2)     In the stochastic model (where the network traffic distribution is arbitrary but uniformly permuted over time):

a)     All categories that occur with relative frequency more than (c ln n)/sqrt(m n) for a constant c > 0 can be reported after a single pass through the stream, where n is the number of packets in the stream.  Thus, as the stream gets longer, the results get significantly better.

b)     The algorithm estimates the frequencies of the reported categories to within a desired error factor ε > 0 (influencing $c$).
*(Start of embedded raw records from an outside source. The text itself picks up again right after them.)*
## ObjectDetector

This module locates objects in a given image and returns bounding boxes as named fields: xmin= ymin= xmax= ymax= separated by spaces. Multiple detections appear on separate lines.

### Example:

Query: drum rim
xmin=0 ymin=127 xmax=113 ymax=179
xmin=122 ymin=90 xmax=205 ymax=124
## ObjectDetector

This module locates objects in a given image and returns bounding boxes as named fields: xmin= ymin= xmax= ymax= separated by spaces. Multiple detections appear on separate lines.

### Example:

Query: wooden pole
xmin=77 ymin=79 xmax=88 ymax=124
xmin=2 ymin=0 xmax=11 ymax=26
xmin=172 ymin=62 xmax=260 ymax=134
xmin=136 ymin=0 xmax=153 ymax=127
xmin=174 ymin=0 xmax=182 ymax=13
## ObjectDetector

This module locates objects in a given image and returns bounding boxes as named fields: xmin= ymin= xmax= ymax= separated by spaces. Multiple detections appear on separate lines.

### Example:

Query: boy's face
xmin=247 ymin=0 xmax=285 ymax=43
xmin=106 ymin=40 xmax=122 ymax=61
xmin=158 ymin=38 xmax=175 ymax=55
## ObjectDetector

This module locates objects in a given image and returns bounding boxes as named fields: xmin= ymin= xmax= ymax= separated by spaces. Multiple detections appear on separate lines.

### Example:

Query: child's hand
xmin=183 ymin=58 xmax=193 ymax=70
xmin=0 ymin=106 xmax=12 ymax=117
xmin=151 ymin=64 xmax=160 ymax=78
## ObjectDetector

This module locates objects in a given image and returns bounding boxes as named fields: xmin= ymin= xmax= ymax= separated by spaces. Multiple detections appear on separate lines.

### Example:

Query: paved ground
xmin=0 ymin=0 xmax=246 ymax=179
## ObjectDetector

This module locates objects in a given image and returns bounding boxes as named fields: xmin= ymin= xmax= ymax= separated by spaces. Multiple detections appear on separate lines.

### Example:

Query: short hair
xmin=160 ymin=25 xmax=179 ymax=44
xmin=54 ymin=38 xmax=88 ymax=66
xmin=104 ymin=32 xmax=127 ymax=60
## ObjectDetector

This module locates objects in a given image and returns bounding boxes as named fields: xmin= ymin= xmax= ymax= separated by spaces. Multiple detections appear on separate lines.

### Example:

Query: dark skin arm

c)     The results hold with (polynomially) high probability, meaning that the probability of failure is at most 1/nk for a desired constant k (also influencing c).

d)     This result is best possible up to constant factors: if the maximum frequency is below f/sqrt(n m), then the algorithm can be forced to report only uniquely occurring elements with probability at least (e-1+1/e)f.

3)     Both of these one-pass algorithms can be implemented by efficient data structures to use a small constant amount of worst-case time per packet.


This paper will be presented at the 10th Annual European Symposium on Algorithms, and will appear in the proceedings of the conference, to be published in Springer-Verlag’s Lecture Notes in Computer Science series.  The paper is available at  We have also prepared a full version of the paper, which includes all details of algorithms and proofs, some of which did not fit in the conference paper above.  This version is a technical report at MIT and will be submitted soon to a journal.  It too can be downloaded from the web, at


We have also begun exploring sources for real-world data to test our algorithms experimentally on actual Internet traffic.  In particular, we have initiated discussions with Mary Ann Ladd, Technical Manager for the Computer Resource Services group at the MIT Lab for Computer Science.  The current proposal is to gather packet headers that pass through the router connecting the MIT Lab for Computer Science to the rest of the Internet, over the course of a day or more.  We have identified the NetFlow system as a candidate approach to collecting this packet data from Cisco routers.



Research Plan for the Next Six Months


As described above, our current plan is to implement the algorithms and test them on real-world data.  The first step in this regard, currently in progress, is to gather the packet-header data of actual network traffic.  Then we plan to implement the algorithms and run them in an offline manner on this data.  By comparing their estimated statistics with the perfect statistics (which we can compute exactly in this offline scenario), we will evaluate both the practical relevance of our traffic distribution assumptions, as well as how the parameters and worst-case analysis affect the performance in practice.  Our expectations are that our algorithms will handle the true traffic distribution effectively.  We will then see how much space is required to achieve low error rates, and consider the practicality of having this much space in a physical router (the online scenario).  Our expectation from our probabilistic analysis is that little space will be required.


We will also continue to explore the theoretical side, which offers a range of problems relating to network traffic monitoring.  In the context of finding the most frequently occurring elements, the most prominent problem is to determine to what extent randomization and an oblivious adversary can allow us to improve the bounds even for the worst case.  We are working on adapting a similar algorithm to our stochastic algorithm by randomly perturbing the sizes of the rounds.  The idea is that such perturbations prevent the adversary from knowing when the actual samples occur.  The probabilistic analysis of this variant is significantly more complicated, and it remains to be seen how good a bound can be achieved.  We are hopeful that a random perturbation strategy will lead to interesting results in this context.